Web Design Trends That Ruled the Roost in 2016 (And What’s To Come In 2017)

Almost 40% of people in the world have an internet connection in 2016. To put that in perspective, it was only 1% in 1995. In fact, more than 80% of Americans have internet access. As such, the debate is no longer about whether it pays to have a website; instead, the focus has now shifted to what a website should do.

Eventually, every business wants to see more conversions from its website. To do that, it’s important to understand the prevailing trends and how users are responding to them. As someone who deals in web design day in and day out while running a company that designs user experiences, I’m offering my two cents on what will stay — and what will make its way out — in 2017.

Flat Design Is Here To Stay

Google introduced material designing, which relies on grid-based layouts, effects such as lighting and shadows to create depth, as well as responsive transitions. As smartphones continue to become ubiquitous and more aesthetically pleasing, users will expect the same from websites — especially from mobile design. Material designing allows for a more comfortable, confident experience that can lead to more conversions. Material design takes inspiration from ink and paper to create visual cues that are more realistic in nature. There is a definite hierarchy amongst design elements that include space, color, typography, grids and imagery.

Micro-Interactions Are Trending

The whole idea of modern web design is to somehow keep users engaged so they spend more time on your platform. That’s where interaction design and micro-interactions come in. Micro-interactions are interactions within an interaction. For instance, visiting a social networking site is a macro-interaction; logging in to your account on the website is a micro-interaction. The best example of a micro-interaction is Facebook’s launch of new reactions. You can now do more than just “like” posts on Facebook.

For micro-interactions to be successful, it’s important that they aren’t too cumbersome. They should not hinder the browsing experience. Apple’s foray into force touch and other gestures with the iPhone has opened up several possibilities for engaging user experience design. Other smartphone companies are expected to follow suit, which means micro-interactions could be a game changer.

For instance, as force touch becomes ubiquitous, UX designers could build apps and games that feel more realistic. Consider an app that lets you use your smartphone to control the thermostat at your place. Force touch can be used to make it seem like you are turning knobs on an actual thermostat. That’s just one creative possibility to build micro-interactions that elevate the overall experience.

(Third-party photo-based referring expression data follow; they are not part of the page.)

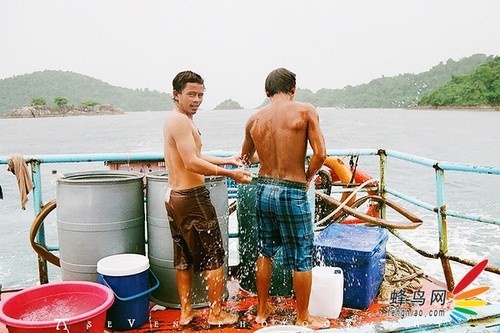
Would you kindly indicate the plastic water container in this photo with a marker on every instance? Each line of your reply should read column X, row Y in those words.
column 360, row 251
column 128, row 276
column 327, row 292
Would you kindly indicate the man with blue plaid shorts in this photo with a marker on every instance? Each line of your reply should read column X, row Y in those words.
column 277, row 137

Familiarity Is Not All Bad

Flat designs, premium marketplace themes and responsive interfaces have meant that most websites today look like clones of one another. However, that is not necessarily a bad thing: After all, familiarity creates confidence. That said, de-linearity is expected to be the norm in 2017 when it comes to the user’s journey. As users mature, they are likely to expect more decision-making autonomy instead of just jumping from one screen to the next. De-linear design gives you choices to make at each step, which gives you a sense of control. For example, the interface for the transportation app Uber is a linear journey: You set the pickup location, get the ETA, pay the driver and rate your ride. You could delineate Uber by allowing users to choose a driver or choose a car.

User Anxiety Is A Factor

Users are momentarily left in the dark after clicking a link as they wait for the next screen to load. High load times can trigger anxiety, which can drive the user away from a website. In terms of interaction design, this is called interstitial anxiety. The remedy for this is to create transition elements that alleviate the feeling of the “unknown.” For instance, a quick preview of the next page is shown, both to entice the user and to instill confidence.

The trend is already being used by intelligent interaction designers and is expected to become mainstream in 2017. In fact, the trend could neatly tie in with a 2015 finding that users are willing to wait longer for web pages to load as long as there is the promise of quality content. While the general advice is to have page load times as low as possible, maybe reducing them only slightly in exchange for more complex design elements can help increase engagement on websites. The key is to get the transition right; a simple progress bar won’t work.

Responsiveness Is Mandatory

This one is a no-brainer. More people are accessing the web through mobile devices than ever before. Different screen sizes and operating environments make responsive design a necessity today rather than an option. Google penalizes websites that aren’t mobile-friendly. That’s just one reason why you should hire an intelligent designer who understands the ins and outs of mobile responsiveness. Take this Google test to find out if you have a mobile-friendly website or not.

Google Maps, for example, nails responsiveness. The website is exactly same as the app, and the two even offer the same level of agility and control. BuzzFeed is another brand that has a superb, responsive website. Given that a lot of BuzzFeed’s users access the viral news site on mobile devices, it was imperative for BuzzFeed to create a seamless mobile experience.

Whether 2017 will see age-responsiveness is debatable. An age-responsive website would render differently for an 8-year-old than for an 80-year-old. Given that internet adoption rates in the U.S. are highest for those between the ages of 18 and 29, it remains to be seen if companies will be willing to make that extra effort. That said, with virtual reality finally picking up, 2017 can be an exciting time for UX designers.